The July 4th Holiday Weekend is like the amateur hour for folks who Drive Under the Influence (DUI).
Neighbors, co-workers, teachers, family and friends visit other nice folks for BBQ and “a couple of beers.”
Everybody’s happy. No one is looking for trouble. They might only be a few miles from home. It’s hot. The kids are tired. They drive away … impaired.
And their world changes with they’re busted by law enforcement for DUI.
Some drivers lose their jobs. Some go to jail. All pay fines and/or lawyers and court fees that cost many thousands of dollars. They’ll have to win the lottery to afford car insurance for the next billion years. All for a couple of beers at a BBQ and one bad choice to drive away under the influence.

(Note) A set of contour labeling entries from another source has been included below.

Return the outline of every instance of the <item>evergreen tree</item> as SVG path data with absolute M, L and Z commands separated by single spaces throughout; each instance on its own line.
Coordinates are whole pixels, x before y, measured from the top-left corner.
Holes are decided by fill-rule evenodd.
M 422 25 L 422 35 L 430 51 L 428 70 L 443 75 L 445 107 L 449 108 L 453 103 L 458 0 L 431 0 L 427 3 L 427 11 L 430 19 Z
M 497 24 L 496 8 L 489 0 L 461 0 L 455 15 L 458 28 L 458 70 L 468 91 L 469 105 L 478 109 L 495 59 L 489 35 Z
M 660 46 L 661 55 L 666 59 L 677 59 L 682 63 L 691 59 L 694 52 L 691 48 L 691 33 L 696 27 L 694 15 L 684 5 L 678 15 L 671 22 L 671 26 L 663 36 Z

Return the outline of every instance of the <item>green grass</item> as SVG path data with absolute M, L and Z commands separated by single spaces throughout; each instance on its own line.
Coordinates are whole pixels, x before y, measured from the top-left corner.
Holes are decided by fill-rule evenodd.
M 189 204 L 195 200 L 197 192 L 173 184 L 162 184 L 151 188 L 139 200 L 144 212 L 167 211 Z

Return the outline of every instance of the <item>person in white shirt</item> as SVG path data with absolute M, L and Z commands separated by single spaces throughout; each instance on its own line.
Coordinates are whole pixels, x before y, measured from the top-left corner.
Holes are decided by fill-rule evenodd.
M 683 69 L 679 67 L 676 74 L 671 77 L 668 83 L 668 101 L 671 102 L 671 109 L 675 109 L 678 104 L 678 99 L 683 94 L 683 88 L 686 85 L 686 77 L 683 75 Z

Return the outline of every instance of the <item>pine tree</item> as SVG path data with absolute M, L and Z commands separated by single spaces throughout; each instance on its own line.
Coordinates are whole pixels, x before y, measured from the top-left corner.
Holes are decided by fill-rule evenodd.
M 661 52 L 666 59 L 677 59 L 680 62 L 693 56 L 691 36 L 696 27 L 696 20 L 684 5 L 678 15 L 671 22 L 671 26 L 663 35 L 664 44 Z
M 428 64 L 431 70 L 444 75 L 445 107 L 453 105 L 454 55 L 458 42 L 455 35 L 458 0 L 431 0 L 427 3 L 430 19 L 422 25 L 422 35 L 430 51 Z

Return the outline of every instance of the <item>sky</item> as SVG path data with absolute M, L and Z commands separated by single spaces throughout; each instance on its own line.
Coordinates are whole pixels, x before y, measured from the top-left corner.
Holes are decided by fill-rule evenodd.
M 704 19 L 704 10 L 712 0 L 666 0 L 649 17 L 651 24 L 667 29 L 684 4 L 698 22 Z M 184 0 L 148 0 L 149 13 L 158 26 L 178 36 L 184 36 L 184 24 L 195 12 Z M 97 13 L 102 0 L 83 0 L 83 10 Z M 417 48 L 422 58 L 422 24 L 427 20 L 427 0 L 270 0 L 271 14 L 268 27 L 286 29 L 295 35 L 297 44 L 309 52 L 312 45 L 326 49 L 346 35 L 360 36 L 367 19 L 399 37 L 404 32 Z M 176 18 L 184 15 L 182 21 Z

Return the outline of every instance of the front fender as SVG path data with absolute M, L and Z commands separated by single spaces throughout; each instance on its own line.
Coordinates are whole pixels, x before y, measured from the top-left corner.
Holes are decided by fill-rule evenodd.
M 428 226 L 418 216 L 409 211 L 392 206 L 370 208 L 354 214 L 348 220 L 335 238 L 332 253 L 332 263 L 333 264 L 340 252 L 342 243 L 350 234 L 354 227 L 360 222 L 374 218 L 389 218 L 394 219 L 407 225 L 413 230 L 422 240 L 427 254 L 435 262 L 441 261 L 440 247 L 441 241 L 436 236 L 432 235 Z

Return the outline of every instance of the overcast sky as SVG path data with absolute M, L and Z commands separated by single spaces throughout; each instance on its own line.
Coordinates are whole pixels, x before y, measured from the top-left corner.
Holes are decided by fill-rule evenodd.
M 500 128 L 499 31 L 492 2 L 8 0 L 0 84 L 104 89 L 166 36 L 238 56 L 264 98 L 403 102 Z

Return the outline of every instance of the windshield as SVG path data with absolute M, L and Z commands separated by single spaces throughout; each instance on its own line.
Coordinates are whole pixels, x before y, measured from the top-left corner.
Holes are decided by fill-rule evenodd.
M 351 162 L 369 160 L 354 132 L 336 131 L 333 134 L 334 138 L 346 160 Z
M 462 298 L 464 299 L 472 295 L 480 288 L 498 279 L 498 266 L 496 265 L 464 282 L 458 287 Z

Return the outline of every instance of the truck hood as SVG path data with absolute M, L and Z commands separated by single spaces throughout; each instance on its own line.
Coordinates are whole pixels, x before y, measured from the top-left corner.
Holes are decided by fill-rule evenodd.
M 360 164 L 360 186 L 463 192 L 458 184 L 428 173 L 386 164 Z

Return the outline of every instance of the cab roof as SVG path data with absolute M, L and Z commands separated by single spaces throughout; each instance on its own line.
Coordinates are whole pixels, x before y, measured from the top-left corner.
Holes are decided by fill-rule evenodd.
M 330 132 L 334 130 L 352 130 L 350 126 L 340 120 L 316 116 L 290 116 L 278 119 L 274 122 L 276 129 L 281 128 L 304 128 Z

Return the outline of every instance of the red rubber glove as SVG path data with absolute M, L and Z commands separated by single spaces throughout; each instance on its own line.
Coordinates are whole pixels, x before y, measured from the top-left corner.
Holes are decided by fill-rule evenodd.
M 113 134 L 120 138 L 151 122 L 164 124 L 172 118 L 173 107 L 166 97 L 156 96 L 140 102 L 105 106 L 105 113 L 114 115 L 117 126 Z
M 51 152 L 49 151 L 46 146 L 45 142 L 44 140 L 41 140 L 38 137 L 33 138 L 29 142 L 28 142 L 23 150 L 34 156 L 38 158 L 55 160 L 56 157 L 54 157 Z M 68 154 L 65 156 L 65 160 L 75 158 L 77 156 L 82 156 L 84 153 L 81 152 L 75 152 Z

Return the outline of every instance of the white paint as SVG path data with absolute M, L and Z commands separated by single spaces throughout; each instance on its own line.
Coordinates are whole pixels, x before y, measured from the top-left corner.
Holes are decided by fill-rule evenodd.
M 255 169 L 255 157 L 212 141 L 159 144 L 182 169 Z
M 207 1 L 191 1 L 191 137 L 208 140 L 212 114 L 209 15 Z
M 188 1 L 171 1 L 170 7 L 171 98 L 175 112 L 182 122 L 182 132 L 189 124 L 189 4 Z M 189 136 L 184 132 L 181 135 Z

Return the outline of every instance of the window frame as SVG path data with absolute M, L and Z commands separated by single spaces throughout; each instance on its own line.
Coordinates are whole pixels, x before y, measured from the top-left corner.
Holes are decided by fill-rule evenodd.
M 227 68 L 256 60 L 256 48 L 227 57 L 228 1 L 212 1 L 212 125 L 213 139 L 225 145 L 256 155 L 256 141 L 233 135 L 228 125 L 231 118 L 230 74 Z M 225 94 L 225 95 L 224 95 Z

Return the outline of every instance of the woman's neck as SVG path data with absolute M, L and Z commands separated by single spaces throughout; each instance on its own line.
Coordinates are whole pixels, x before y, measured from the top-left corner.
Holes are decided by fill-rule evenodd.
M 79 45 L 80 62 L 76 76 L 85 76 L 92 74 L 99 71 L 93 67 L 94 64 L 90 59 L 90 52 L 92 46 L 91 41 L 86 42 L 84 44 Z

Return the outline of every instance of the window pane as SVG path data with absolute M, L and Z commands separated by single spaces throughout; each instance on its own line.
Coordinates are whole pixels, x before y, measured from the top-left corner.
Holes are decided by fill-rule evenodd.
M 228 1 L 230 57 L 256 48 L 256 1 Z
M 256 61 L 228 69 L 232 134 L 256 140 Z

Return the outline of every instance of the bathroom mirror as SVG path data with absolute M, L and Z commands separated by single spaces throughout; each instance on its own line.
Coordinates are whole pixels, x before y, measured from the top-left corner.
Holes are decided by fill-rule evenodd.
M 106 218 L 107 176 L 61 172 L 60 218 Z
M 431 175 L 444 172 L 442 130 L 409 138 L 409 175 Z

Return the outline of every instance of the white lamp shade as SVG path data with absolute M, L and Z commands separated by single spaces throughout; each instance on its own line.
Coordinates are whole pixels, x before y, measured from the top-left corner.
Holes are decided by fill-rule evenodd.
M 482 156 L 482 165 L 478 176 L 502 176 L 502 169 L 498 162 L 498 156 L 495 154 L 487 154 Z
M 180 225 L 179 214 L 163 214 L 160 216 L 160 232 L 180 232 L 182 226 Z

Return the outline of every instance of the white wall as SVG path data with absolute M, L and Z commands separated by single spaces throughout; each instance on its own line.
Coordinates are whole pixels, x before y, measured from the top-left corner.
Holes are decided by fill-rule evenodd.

Georgia State Troopers are teaming up with other law enforcement officials for the July Fourth mobilization of Operation Zero Tolerance (OZT), Georgia’s high visibility enforcement campaign that targets impaired drivers.
Commissioner of the Georgia Department of Public Safety Colonel Mark W. McDonough, said troopers will be working with local officers and deputies in their areas for concentrated patrols and roadchecks to remove impaired drivers from the roads during the first wave of OZT that includes the 102-hour July Fourth holiday travel period, ending on Sunday July 7.
“Troopers and officers will not hesitate to arrest an impaired driver and tow their vehicle,” said Colonel McDonough.
The Georgia State Patrol encourages you not to drive if you plan to consume alcoholic beverages. Choose a designated driver before the celebration begins. “If you see a driver that you suspect is impaired, notify law enforcement,” he added.
From July 4-7, the Georgia State Patrol will also be participating in the nationwide traffic safety initiative, Operation C.A.R.E, or Combined Accident Reduction Effort. State troopers will join other state highway patrols and state police agencies from the United States and Canada in conducting high visibility patrols and providing safety education to the motoring public in an effort to reduce the number of traffic deaths on our roads.
This is the third of six Operation C.A.R.E. holiday enforcement periods of the year. Operation C.A.R.E. began in 1977.